Lorsque La Croix demande à Mathilde Hallot-Charmasson, 33 ans, de la rencontrer, la jeune femme accepte à une condition : que Lucie, son amie et collaboratrice, soit également présente. Une question de confort et de confiance.
Elle tente d’établir ce climat de parfaite harmonie avec ses interlocuteurs, des femmes catholiques qu’elle interroge, dans son podcast « Des femmes et un Dieu », sur leur rapport à la foi. Une production audio formalisée en association, co-gérée avec Lucie, afin de donner « la parole aux femmes dans l’Église ».
Deux mondes qui ne se parlent pas
Peu de choses signifiaient qu’elle prendrait le micro pour recueillir le témoignage de ces femmes catholiques. Bretonne de naissance, Mathilde Hallot-Charmasson s’est installée très tôt à Paris avec sa mère « très observatrice » et son père « athée, avec une tendance à l’enchaînement ». Formée par sa grand-mère, elle va au catéchisme, devient servante de messe. Parallèlement, elle fréquente « l’école de la République », puis entre en classe préparatoire à Henri-IV et est admise à l’École normale supérieure.

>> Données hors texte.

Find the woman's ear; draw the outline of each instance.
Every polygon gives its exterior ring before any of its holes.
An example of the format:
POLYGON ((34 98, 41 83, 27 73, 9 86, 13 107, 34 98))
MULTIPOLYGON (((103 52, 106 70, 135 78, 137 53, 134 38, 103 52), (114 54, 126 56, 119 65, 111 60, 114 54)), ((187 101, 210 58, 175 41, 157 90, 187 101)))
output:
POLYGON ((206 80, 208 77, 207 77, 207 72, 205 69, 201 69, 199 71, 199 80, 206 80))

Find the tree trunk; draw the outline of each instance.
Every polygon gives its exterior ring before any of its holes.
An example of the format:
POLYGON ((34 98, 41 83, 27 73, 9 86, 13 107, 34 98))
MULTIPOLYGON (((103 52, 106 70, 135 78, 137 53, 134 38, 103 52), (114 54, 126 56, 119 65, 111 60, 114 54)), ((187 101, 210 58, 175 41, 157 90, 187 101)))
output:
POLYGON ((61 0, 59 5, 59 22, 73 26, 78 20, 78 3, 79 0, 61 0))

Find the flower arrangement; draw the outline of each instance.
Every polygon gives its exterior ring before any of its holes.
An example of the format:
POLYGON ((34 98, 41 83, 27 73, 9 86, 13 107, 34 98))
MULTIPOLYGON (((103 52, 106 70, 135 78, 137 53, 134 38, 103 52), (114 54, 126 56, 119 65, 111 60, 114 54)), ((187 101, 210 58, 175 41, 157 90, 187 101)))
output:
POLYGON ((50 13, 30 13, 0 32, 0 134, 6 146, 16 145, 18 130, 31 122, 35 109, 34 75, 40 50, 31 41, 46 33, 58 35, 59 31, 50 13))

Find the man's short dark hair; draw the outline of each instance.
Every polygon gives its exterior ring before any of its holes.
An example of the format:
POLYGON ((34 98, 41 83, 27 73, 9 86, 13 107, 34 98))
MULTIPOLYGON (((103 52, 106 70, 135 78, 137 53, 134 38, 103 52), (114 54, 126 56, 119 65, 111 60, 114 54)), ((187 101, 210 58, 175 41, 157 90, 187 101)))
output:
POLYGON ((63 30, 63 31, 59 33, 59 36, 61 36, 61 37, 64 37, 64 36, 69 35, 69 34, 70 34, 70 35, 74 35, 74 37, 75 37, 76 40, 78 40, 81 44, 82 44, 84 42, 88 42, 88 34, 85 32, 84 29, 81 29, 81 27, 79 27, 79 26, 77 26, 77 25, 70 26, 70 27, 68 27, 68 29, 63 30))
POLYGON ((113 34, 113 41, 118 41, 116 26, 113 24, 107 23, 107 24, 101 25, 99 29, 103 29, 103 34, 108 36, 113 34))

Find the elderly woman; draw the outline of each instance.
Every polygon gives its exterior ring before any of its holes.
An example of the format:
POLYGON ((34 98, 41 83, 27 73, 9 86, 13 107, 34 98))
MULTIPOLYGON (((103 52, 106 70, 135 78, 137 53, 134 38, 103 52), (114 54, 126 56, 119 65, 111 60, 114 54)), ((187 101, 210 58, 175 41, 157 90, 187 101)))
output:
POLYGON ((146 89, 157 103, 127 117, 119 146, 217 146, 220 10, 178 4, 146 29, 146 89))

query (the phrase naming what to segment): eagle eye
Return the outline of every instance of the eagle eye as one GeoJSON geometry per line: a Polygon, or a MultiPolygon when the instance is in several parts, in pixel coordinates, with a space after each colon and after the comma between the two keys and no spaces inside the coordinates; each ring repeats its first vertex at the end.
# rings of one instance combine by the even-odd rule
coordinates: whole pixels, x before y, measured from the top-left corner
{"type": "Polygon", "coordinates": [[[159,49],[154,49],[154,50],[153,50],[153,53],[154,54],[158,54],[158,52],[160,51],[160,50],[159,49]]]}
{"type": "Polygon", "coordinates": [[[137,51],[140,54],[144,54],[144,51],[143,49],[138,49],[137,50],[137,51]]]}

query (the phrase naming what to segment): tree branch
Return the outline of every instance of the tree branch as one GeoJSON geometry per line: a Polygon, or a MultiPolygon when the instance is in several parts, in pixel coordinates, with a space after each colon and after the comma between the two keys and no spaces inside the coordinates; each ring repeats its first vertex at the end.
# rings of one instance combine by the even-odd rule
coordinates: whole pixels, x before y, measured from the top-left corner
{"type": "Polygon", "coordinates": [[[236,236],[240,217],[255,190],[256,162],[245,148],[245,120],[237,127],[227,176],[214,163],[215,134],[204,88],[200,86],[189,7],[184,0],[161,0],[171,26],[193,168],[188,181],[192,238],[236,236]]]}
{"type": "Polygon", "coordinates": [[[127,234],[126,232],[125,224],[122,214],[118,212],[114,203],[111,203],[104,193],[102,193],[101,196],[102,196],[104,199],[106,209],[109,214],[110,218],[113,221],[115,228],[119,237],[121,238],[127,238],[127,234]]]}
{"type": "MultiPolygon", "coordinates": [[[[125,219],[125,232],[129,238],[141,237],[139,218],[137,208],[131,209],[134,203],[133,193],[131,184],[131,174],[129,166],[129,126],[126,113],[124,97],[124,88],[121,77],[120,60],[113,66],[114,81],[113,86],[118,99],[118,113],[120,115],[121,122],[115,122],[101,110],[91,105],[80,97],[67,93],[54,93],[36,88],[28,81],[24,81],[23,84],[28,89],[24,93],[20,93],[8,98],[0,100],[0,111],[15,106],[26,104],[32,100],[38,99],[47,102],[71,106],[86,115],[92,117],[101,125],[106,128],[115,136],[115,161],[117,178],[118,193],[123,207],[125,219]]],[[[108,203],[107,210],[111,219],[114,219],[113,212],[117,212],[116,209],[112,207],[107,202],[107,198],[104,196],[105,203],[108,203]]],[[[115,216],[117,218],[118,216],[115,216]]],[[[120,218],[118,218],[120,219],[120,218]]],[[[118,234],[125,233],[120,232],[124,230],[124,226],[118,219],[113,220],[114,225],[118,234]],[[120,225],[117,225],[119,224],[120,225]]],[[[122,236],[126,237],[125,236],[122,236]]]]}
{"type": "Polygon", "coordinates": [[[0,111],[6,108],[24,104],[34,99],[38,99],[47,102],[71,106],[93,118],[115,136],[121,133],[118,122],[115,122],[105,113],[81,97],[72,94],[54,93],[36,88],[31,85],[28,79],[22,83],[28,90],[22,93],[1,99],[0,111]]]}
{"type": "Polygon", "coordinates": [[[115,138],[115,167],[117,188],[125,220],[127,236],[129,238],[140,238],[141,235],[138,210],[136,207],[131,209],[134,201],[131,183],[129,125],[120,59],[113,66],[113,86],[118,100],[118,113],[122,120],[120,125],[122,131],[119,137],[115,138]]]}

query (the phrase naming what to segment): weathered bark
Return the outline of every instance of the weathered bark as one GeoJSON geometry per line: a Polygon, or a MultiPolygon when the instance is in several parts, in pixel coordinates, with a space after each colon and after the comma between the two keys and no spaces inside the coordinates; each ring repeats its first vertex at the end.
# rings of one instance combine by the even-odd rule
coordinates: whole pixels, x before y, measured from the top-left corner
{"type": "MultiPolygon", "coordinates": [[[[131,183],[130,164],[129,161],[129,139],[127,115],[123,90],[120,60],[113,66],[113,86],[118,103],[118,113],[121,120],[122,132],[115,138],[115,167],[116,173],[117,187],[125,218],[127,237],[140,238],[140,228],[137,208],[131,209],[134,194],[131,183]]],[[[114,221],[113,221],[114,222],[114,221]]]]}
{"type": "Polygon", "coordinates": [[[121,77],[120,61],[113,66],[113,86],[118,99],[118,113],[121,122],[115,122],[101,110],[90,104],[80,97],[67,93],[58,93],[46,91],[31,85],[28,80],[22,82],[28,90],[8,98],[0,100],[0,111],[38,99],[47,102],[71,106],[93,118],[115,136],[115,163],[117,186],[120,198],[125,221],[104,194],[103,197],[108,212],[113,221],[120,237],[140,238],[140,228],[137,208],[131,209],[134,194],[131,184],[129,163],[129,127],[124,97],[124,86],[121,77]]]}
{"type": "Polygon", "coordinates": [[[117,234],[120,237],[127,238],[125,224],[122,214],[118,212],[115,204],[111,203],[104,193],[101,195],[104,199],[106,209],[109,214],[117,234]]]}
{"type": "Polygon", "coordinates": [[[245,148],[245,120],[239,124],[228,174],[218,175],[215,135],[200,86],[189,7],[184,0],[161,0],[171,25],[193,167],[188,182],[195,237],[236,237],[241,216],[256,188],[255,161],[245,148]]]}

Entre ses associations « très à gauche, très anticléricales » de la rue d’Ulm et son entourage catholique, elle vit dans deux mondes « qui n’essaient pas de se parler et qui, quand ils se parlent, ils ne se parlent pas ». ne se comprennent pas », résume-t-elle. D’où sa dispute, alors lycéenne, avec un jeune séminariste qui n’était pas ravi de la voir si près de l’autel. « C’était ma seule prise de position féministe », glisse-t-elle, les yeux rieurs.
Violences sexuelles envers des religieuses, le « point de bascule »
Aujourd’hui conservatrice de bibliothèque, elle entend « jeter des ponts » entre ces deux mondes. Regarder un documentaire d’Art diffusé en 2019 sur des religieuses victimes de violences sexuelles est « un tournant ». « En tant que personne baptisée, je ne veux pas faire partie d’une Église comme celle-là », a-t-elle dit après avoir regardé le documentaire.
Ainsi, durant une année de discernement chez les jésuites, la jeune femme y a cherché le sens de son « ministère baptismal ». Avec ce documentaire, « la réponse semblait évidente » : il faut éduquer et sensibiliser les femmes chrétiennes aux concepts du féminisme. Elle interroge alors des chefs d’entreprise, des femmes engagées dans des associations, des journalistes depuis plusieurs saisons… « Je me rends compte que ça déborde de partout, ils ne rentrent pas dans les cases dans lesquelles ils veulent nous mettre », attaque-t-elle, comme elle le fait avec humour messages et commentaires bibliques.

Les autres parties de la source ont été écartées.